Brewer’s own winemaking project, a portfolio of single-vineyard Chardonnays called Diatom, represents the application of this minimalist aesthetic to his craft. He had considered the possibility of making his own wine for some time, but his responsibilities at Brewer-Clifton, one of the most highly regarded producers in the Santa Rita Hills appellation, as well as his duties at nearby Melville Vineyards, where he is also the winemaker, deterred him for years, until finally Clifton (who also owns his own label, Palmina) convinced him to do it. A great admirer of Chablis, Brewer chose to focus on Chardonnay. “In my heart of hearts, if I had one color to pick, it would be white,” he laughs.
His love for the precision of Chablis, unfettered by oak, provided a general direction for the style of Chardonnay he would produce from the Clos Pepe and Huber vineyards near Lompoc, Calif., both of which contribute to the Brewer-Clifton program. But the overarching idea derived from broader concerns. “What inspires me is transparency and minimalism and honesty of intent—honesty of expression,” he says. “I want to deliver a message of place.”
The place is a windy stretch of coastal hills that lie at the west end of the Santa Ynez Valley, whose mountain borders run east to west, rather than north to south. The ocean’s effect on Brewer’s wines is twofold: Not only does the marine influence provide cool growing conditions, but the soil, too, is oceanic in origin. Diatomaceous earth, resembling powdered chalk, is composed of diatoms—single-celled algae—that fossilized on the bottom of ancient seabeds millions of years ago. Because these microorganisms lend the wines grown in the area their unique minerality, Brewer chose to name his label after them.
In producing Diatom, Brewer had to reverse his training, picking the grapes when ripe in some cases, but in others choosing to mitigate their sweetness: “I love playing the game of tension between the flavors—savory, sweet, hot, cold.” The wine is fermented entirely in stainless steel, with no secondary malolactic fermentation, before aging in neutral vessels. Everything about the wines remains pure—white, if you will. Even the bottle: “There is an absence of black in the package,” Brewer notes. “White, soft grays on the label, white wax on the cap.”

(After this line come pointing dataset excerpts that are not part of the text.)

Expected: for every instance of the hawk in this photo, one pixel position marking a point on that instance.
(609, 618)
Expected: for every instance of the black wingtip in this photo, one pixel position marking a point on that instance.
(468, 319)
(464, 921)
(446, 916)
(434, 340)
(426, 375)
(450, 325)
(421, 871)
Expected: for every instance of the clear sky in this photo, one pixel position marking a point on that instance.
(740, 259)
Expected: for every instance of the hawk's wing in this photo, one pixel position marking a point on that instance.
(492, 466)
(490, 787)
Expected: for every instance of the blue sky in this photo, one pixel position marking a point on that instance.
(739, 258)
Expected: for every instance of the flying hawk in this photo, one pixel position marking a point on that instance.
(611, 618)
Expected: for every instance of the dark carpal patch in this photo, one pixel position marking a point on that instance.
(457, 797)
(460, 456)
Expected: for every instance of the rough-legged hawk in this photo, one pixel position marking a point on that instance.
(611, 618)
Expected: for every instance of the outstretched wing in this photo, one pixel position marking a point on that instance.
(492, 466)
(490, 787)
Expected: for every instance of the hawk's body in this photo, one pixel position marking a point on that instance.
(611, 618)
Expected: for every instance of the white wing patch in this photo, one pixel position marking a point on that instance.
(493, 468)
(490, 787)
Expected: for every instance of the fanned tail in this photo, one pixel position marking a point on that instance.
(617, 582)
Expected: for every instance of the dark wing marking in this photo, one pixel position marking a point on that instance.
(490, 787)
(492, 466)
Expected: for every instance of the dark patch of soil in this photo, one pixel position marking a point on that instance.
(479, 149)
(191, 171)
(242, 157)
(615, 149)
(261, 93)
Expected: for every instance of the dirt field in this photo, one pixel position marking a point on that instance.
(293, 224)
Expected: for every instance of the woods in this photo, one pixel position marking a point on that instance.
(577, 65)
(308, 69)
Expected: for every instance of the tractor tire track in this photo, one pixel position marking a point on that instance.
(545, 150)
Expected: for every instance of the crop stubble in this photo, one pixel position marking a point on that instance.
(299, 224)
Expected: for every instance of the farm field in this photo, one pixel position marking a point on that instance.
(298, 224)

Brewer’s methods and philosophy may seem extreme, but then so are his results. Like haiku that encapsulate in simple phrases whole ranges of feeling, these wines in their purity achieve an eerie transcendence that enables one to imagine that one is not tasting Chardonnay at all, but wind, soil, light. Still, one can identify in the Diatom 2006 Chardonnay Clos Pepe more decipherable flavors: first, lively lemon peel and key lime, then delicate brine, sweet sage, and a long, linear finish of calcium minerality that contracts, only gradually, to a pinpoint on the tongue. Pure poetry indeed.